Schutz vor suchtverstärkenden Algorithmen

Niedersachsens Ministerpräsident Olaf Lies (SPD) betonte die Dringlichkeit des Themas: „Uns darf nicht egal sein, welche Themen und Bilder wir unseren Kindern online in den sozialen Medien zumuten.
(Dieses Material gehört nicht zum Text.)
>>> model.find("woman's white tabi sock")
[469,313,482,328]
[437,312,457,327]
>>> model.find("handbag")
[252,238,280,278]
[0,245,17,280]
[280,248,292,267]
Viele Kinder und Jugendliche spüren selbst, dass sie mehr Zeit dort verbringen, als ihnen guttut.“ Lies kritisierte, dass die Plattformanbieter durch suchtverstärkende Algorithmen auf eine möglichst lange Nutzungsdauer abzielten, wobei Minderjährige diesen Mechanismen schutzlos ausgeliefert seien. „Es ist an der Zeit, dass wir diesen Schutz von den Plattformanbietern wirksam einfordern und durchsetzen – auf nationaler und auf europäischer Ebene“, forderte der Regierungschef.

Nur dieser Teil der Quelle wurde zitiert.